После завтрака отправились на стрельбище. Палили по мишеням, изображающим фашистов в касках. Из винтовки я всегда стрелял на отлично, а тут — станковый пулемет «максим». Подошла очередь. Улегся я позади «максима» с раскинутыми по земле ногами. Прицелился в фанерного фашиста. Выстрелил. Пулемет вздрогнул, словно на дыбы хотел подняться. Лежу, волнуюсь. И вот сообщают: «Цель поражена». Каверзин удивленно поднял рыжие брови. Думал, видно, что я вообще ни на что не способен. И, чтобы проверить, не произошла ли случайность, распорядился очередью из пятнадцати патронов поразить рассеянную цель, то есть группу фашистов. Я снова улегся позади «максима». Прицелился в левого фашиста. Нажимаю спуск и чуть-чуть сильнее давлю правым пальцем. «Тра-та-та», — дрожит пулемет, а в прицеле плывут фашисты.
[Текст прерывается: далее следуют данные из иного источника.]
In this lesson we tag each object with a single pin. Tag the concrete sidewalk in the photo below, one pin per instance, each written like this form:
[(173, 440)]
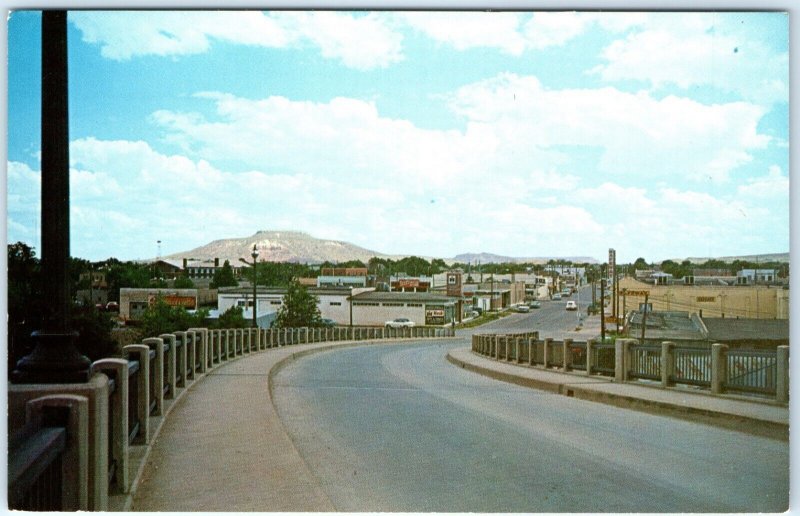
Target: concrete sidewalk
[(755, 416), (223, 447)]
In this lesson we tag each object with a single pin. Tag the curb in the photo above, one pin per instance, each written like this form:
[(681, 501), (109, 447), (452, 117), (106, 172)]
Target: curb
[(749, 425)]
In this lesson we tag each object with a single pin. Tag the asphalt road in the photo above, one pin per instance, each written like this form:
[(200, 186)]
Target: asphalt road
[(397, 428), (551, 319)]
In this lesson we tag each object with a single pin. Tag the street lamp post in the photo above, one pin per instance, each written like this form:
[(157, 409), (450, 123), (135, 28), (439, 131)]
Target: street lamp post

Это длится секунду. Зато ожидание — вечность. Двое курсантов осматривают мишени. Прибегают довольные: «Все цели поражены».
Каверзин достает из планшетки записную книжку и что-то записывает. Он по-прежнему суров и верен себе: считает, что не нужно захваливать солдата, тем более такого, который однажды сидел на гауптвахте.

Обратно в училище шагаем бодро, с хорошим настроением. Многие отличились. Ярко светит солнце, на обочинах дороги буйствует сочная трава, проглядывают полевые цветы. Даже у Каверзина появилась склонность к шутке, только она у него всегда какая-то солдафонская. Конечно, объектом своей очередной каверзы он выбирает меня. «Иванов, — командует, — запевай!» Был уверен, что дам «козла». То-то будет потеха.
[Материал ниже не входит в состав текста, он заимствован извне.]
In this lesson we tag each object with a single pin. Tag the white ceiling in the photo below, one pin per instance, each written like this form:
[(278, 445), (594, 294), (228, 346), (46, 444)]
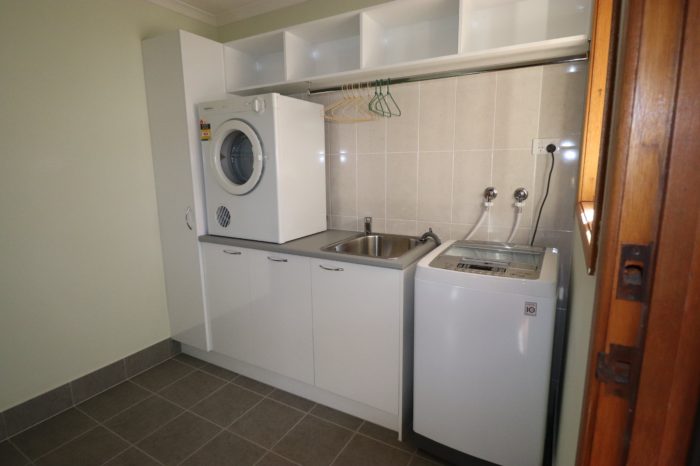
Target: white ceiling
[(219, 12)]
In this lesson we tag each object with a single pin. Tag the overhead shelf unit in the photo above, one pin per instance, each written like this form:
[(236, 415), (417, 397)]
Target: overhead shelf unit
[(408, 38)]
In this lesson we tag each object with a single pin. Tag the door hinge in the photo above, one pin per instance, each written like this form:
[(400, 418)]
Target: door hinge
[(633, 272), (618, 368)]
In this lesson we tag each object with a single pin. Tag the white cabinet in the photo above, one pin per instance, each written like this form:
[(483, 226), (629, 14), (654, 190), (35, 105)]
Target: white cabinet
[(407, 38), (357, 316), (228, 300), (280, 286), (259, 307), (180, 70)]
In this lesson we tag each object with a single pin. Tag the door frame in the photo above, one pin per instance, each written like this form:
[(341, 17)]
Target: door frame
[(651, 200)]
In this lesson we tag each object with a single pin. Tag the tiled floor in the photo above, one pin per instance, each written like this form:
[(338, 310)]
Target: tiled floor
[(185, 411)]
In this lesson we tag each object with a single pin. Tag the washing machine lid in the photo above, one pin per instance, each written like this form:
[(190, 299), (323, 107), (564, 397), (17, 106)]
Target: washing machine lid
[(485, 258), (235, 153)]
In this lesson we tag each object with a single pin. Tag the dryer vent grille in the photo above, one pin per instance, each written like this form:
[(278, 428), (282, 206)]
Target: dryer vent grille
[(223, 216)]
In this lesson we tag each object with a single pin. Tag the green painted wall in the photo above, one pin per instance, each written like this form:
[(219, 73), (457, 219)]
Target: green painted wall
[(81, 279), (295, 14), (580, 318)]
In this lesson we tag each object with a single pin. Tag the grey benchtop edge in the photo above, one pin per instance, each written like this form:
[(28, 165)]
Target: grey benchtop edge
[(310, 246)]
Я никогда не был запевалой, и голос у меня для этого низковат, но приказ есть приказ. Набрал воздух и запел:

Вставай, страна огромная,
Вставай на смертный бой
С фашистской силой темною,
С проклятою ордой.
По всему чувствую — не оплошал. И стало необыкновенно радостно, когда подхватил весь взвод:
Пусть ярость благородная
Вскипает, как волна.
Идет война народная,
Священная война.

Песня звучит, а я поглядываю на Каверзина. Не удался, думаю, тебе очередной подвох. Да и откуда ему было ведомо, что в селе, где я вырос, нет таких парней, чтобы не любили песню. И на свадьбах, и на других торжествах никто не молчит, а с окраины, то с одной стороны, то с другой, каждый вечер доносятся девичьи голоса.

...С этой же суровой песней через несколько дней мы отправлялись на фронт. В то время шли бои на Орловско-Курской дуге. Требовалось пополнение, и нам не удалось окончить училище. Вместо лейтенантских погонов выдали полевые солдатские. «Звание заслужите в бою», — утешил нас на прощание генерал. Выдали и новое обмундирование. Тогда-то я и расстался со своей гимнастеркой, у которой красовалась заплата на животе.

В то утро к воротам проходной двигался целый батальон восемнадцатилетних ребят. На обочинах толпились родители. Многие женщины вытирали глаза.

Наш взвод шел во главе колонны, потому что мы были самые рослые. Кто-то толкнул меня в бок, шепнув: запевай, мол. И я снова запел:

Вставай, страна огромная,
Вставай на смертный бой...

На этот раз особенно мощно звучал припев. Ведь его подхватил целый батальон. Мы шли. Песня была суровой. Но она звала на подвиг и от этого, мне казалось, у нас вырастают крылья.

И вот теперь я думаю, нужно ли было их подрезать в училище, считая, что от этого солдат становится солдатом, нужно ли охлаждать романтику юношей, приходящих в армию? Нельзя ли солдафонские привычки некоторых офицеров заменить человеческими? Ведь мы побеждали именно тогда, когда расправляли крылья.